Book Review: Man on the Run - Paul McCartney in the 1970s by Tom Doyle


By the time the Beatles had officially broken up in April 1970, Paul McCartney was one of the world’s most celebrated musicians, having achieved just about every benchmark in the music business as well as the notoriety that comes with being a cultural icon. With John Lennon he’d forged the most beloved (and lucrative) songwriting partnership in pop music history. With the band as a whole he’d crafted a catalog that was by and large regarded as creatively unrivaled. Such distinctions were ones which McCartney understood all too well when, while confronting the unenviable prospect of following up the Fab Four, he embarked upon the next phase of his musical life.

He was 27-years old.

As author and music journalist Tom Doyle chronicles in Man on the Run: Paul McCartney in the 1970s, McCartney’s next phase ended up being the most turbulent decade of his career. 

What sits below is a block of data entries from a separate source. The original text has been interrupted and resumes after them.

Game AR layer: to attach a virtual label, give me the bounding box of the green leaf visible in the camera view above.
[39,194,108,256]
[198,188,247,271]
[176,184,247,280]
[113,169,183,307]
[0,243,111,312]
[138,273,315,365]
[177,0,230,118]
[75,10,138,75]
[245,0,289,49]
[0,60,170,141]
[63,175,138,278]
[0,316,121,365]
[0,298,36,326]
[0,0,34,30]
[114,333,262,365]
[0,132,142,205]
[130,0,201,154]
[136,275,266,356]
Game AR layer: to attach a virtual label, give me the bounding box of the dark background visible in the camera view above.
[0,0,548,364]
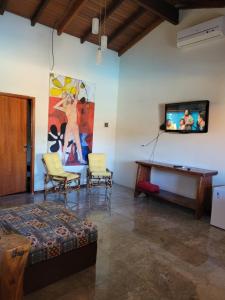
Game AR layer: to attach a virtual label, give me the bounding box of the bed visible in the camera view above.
[0,201,97,294]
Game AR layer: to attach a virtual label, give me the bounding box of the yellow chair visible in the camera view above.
[42,153,80,198]
[87,153,113,190]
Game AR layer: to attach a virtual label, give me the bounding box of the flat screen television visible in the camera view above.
[165,100,209,133]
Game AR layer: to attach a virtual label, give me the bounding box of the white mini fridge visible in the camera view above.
[210,186,225,229]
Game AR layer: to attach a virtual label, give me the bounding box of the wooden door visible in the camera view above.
[0,95,27,196]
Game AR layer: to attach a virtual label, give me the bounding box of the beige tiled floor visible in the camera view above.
[0,185,225,300]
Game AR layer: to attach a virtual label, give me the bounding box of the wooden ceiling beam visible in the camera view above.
[108,7,146,44]
[118,18,163,56]
[80,0,124,44]
[133,0,179,25]
[176,0,225,9]
[57,0,87,35]
[30,0,50,26]
[0,0,8,15]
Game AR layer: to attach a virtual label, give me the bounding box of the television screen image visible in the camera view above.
[165,100,209,133]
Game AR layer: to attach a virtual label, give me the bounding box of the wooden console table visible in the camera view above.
[135,161,218,219]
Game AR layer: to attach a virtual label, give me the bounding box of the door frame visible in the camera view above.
[0,92,35,194]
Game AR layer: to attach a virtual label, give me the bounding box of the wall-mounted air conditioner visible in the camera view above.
[177,16,225,48]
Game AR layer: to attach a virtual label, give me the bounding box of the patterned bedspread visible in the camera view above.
[0,202,97,264]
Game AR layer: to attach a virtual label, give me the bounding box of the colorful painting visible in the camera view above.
[48,73,95,166]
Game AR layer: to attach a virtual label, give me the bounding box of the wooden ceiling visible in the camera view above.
[0,0,225,55]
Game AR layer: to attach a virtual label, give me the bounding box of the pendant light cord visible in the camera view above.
[51,27,55,72]
[103,0,106,35]
[98,2,102,48]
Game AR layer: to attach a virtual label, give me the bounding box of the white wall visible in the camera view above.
[0,13,119,190]
[115,9,225,197]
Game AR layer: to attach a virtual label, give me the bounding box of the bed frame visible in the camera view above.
[24,242,97,295]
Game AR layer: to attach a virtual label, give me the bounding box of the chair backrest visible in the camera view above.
[88,153,106,172]
[43,152,64,175]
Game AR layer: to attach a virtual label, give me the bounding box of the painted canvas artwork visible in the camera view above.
[48,73,95,166]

Well researched and partly informed by Doyle’s own interviews with his subject, the book adds sharper context to the familiar portrait presented by other such biographies of a preternaturally gifted, boyishly charismatic family man to reveal the McCartney of this era as being often oblivious to (or at least careless of) the ways in which the real world works outside the Beatles bubble. Matters that likely never crossed his mind as a member of the Beatles now as the leader of his next band, Wings, not only became necessary concerns—auditioning and hiring (and firing) musicians, compensating those musicians, replenishing the band’s requisite marijuana supply—but were also his responsibility. If he wasn’t quite longing to reunite with his old mates from Liverpool, McCartney nevertheless seems to have missed the sense of refuge they collectively conferred, from the implicit quality of musicianship in John, George, and Ringo, to producer’s George Martin’s almost paternal guidance, musical wisdom, and studio expertise. 


As far as the music McCartney composed in the ‘70s is concerned, pertinent circumstances of its creation are offered throughout the book. There isn’t too much in the way of session details (examining how songs evolved, critiquing specific takes, etc.), with the emphasis instead focusing on how McCartney maneuvered through the various twists and turns of his life while making that music. Given a subject as well-documented as McCartney, it’s an effective narrative approach. The depicted scene surrounding the recording of 1973’s Band on the Run, in particular, which found McCartney naïvely travelling not only with Wings (and former Moody Blues) mate Denny Laine and engineer Geoff Emerick but also with his own wife and children to Lagos, Nigeria—a scene of rampant crime, poverty, and political corruption—is especially gripping. 

Man on the Run tells of McCartney the human being as much as McCartney the superstar musician, and readers will likewise appreciate its insights and enjoy the story it has to tell.